- Type: Geological formation
- Unit of: Spray River Group
- Sub-units: Winnifred Member Brewster Limestone Olympus Sandstone Lentil Starlight Evaporite Member
- Underlies: Fernie Formation
- Overlies: Sulphur Mountain Formation
- Thickness: Up to 500 metres (1,640 ft)

Lithology
- Primary: Limestone, dolomite
- Other: Sandstone, gypsum

Location
- Coordinates: 52°59′5″N 117°20′48″W﻿ / ﻿52.98472°N 117.34667°W
- Region: Alberta, British Columbia
- Country: Canada

Type section
- Named for: Whitehorse Creek
- Named by: P.S. Warren
- Year defined: 1945

= Whitehorse Formation (Canada) =

Geologic formation of Canada

The Whitehorse Formation is a geologic formation of Late Triassic age. It is present on the western edge of the Western Canada Sedimentary Basin in western Alberta and northeastern British Columbia. It was first described as a member of the Spray River Formation by P.S. Warren in 1945, who named it for Whitehorse Creek, a tributary of the McLeod River south of Cadomin, Alberta.

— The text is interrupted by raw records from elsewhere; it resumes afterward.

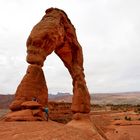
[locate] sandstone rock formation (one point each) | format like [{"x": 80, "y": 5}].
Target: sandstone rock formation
[{"x": 54, "y": 32}]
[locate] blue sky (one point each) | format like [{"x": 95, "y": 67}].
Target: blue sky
[{"x": 108, "y": 31}]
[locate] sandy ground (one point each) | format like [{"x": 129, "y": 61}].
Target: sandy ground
[{"x": 110, "y": 125}]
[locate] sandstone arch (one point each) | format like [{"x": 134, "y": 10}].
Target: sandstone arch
[{"x": 54, "y": 32}]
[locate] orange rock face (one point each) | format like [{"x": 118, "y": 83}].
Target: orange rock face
[
  {"x": 54, "y": 32},
  {"x": 33, "y": 85}
]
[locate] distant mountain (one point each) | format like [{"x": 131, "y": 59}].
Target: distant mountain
[
  {"x": 116, "y": 98},
  {"x": 97, "y": 98}
]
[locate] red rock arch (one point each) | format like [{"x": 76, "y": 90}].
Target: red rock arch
[{"x": 54, "y": 32}]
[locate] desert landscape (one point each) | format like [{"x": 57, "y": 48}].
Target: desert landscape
[
  {"x": 97, "y": 43},
  {"x": 111, "y": 121}
]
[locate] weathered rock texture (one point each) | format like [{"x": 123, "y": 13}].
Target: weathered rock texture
[
  {"x": 60, "y": 112},
  {"x": 55, "y": 33},
  {"x": 33, "y": 85}
]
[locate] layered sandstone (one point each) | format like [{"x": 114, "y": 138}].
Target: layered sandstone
[{"x": 54, "y": 32}]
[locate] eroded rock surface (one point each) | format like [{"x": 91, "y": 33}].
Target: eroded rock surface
[{"x": 54, "y": 32}]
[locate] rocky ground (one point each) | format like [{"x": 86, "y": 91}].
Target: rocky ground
[{"x": 102, "y": 125}]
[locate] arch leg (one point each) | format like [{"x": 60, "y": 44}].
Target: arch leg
[{"x": 73, "y": 60}]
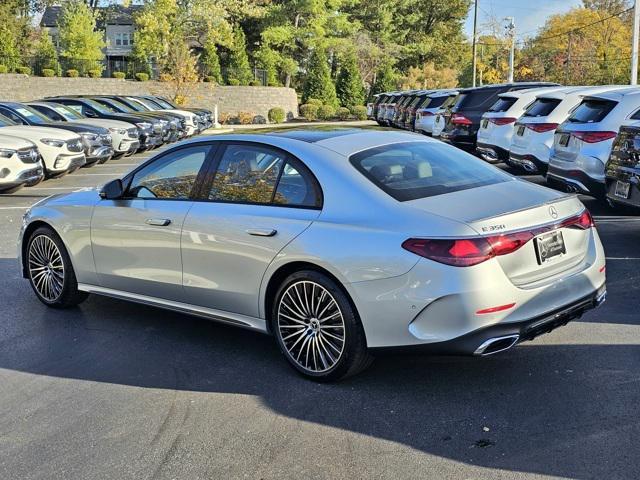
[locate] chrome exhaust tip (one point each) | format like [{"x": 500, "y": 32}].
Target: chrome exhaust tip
[{"x": 496, "y": 345}]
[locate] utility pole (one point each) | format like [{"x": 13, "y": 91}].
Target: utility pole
[
  {"x": 511, "y": 32},
  {"x": 475, "y": 39},
  {"x": 634, "y": 46}
]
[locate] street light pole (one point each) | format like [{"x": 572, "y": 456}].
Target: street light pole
[
  {"x": 634, "y": 46},
  {"x": 511, "y": 30},
  {"x": 475, "y": 43}
]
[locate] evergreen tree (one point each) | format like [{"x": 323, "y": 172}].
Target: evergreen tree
[
  {"x": 349, "y": 86},
  {"x": 46, "y": 55},
  {"x": 239, "y": 69},
  {"x": 386, "y": 80},
  {"x": 318, "y": 83},
  {"x": 211, "y": 62},
  {"x": 81, "y": 43}
]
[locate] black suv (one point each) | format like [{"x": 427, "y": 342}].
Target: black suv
[
  {"x": 462, "y": 118},
  {"x": 622, "y": 173}
]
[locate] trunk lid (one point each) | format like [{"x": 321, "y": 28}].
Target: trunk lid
[{"x": 518, "y": 206}]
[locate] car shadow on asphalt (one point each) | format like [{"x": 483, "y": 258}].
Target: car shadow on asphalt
[{"x": 545, "y": 409}]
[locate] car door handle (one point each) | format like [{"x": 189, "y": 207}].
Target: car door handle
[
  {"x": 158, "y": 222},
  {"x": 261, "y": 232}
]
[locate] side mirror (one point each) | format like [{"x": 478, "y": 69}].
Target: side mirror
[{"x": 112, "y": 190}]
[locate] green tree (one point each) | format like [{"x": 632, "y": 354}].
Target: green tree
[
  {"x": 45, "y": 54},
  {"x": 318, "y": 83},
  {"x": 81, "y": 43},
  {"x": 239, "y": 68},
  {"x": 349, "y": 88}
]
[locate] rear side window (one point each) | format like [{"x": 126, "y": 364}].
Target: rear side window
[
  {"x": 502, "y": 104},
  {"x": 592, "y": 111},
  {"x": 475, "y": 99},
  {"x": 408, "y": 171},
  {"x": 542, "y": 107}
]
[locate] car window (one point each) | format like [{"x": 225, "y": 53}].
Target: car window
[
  {"x": 247, "y": 174},
  {"x": 171, "y": 176},
  {"x": 592, "y": 111},
  {"x": 542, "y": 107},
  {"x": 408, "y": 171},
  {"x": 502, "y": 104}
]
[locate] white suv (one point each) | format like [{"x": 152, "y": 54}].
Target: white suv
[
  {"x": 496, "y": 125},
  {"x": 61, "y": 150},
  {"x": 533, "y": 133},
  {"x": 582, "y": 144},
  {"x": 19, "y": 163}
]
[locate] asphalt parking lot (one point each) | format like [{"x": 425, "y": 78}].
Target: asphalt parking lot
[{"x": 118, "y": 390}]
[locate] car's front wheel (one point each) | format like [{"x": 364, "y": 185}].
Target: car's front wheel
[
  {"x": 317, "y": 328},
  {"x": 50, "y": 271}
]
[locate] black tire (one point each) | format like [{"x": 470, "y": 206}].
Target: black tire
[
  {"x": 353, "y": 357},
  {"x": 69, "y": 295}
]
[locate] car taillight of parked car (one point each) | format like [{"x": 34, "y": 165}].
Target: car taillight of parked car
[
  {"x": 594, "y": 137},
  {"x": 467, "y": 252},
  {"x": 541, "y": 127},
  {"x": 459, "y": 119},
  {"x": 502, "y": 121}
]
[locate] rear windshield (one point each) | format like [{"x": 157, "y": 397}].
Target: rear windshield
[
  {"x": 502, "y": 104},
  {"x": 592, "y": 111},
  {"x": 541, "y": 107},
  {"x": 412, "y": 170}
]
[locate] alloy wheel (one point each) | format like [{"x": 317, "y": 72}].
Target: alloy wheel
[
  {"x": 311, "y": 326},
  {"x": 46, "y": 268}
]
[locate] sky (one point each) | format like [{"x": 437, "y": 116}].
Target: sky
[{"x": 529, "y": 15}]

It was later raised to formation status.

Marine fossils from the Late Triassic epoch including crinoids, brachiopods, bivalves, and gastropods, have been found in the Whitehorse Formation.

==Lithology and stratigraphy==
The Whitehorse Formation was deposited on the continental shelf along the western margin of the North American craton. It consists of dolomite, limestone, quartzose sandstone, and siltstone, with minor gypsum.

The Whitehorse Formation is subdivided into the following members:

| Geological Unit | Age | Lithology | Thickness | Reference |
|---|---|---|---|---|
| Winnifred Member | Late Triassic | Grey silty to sandy quartzose dolomite, with minor beds of quartz siltstone | 4 – 44 m (12 – 145 ft) |  |
| Brewster Limestone Member | Late Triassic | Grey, cliff-forming fossiliferous limestone with local interbeds of silty to sandy dolomite | 0 – 63 m (0 – 207 ft) |  |
| Starlight Evaporite Member | Late Triassic | Interbedded dolomite, limestone, sandstone, siltstone, and minor gypsum | 6 – 402 m (20 – 1320 ft) |  |
| Olympus Sandstone Lentil | Late Triassic | Cliff-forming, slightly dolomitic quartz sandstone and, locally, sandy dolomite | 0 – 140 m (0 – 457 ft) |  |

==Distribution and relationship to other units==
The Whitehorse Formation is present in the Rocky Mountains and their foothills from the Canada–United States border in Alberta to the Sukunka River area of northeastern British Columbia. It is disconformably overlain by the Jurassic Fernie Formation and conformably underlain by the Sulphur Mountain Formation. It is correlative with the Charlie Lake, Ludington, Baldonnel and lower Pardonet Formations and, in the subsurface of northeastern British Columbia, the Schooler Creek Group.

==Economic resources==
===Gypsum===
Although localized deposits of gypsum are present in the Starlight Evaporite Member, they lie within Jasper National Park and are protected from development.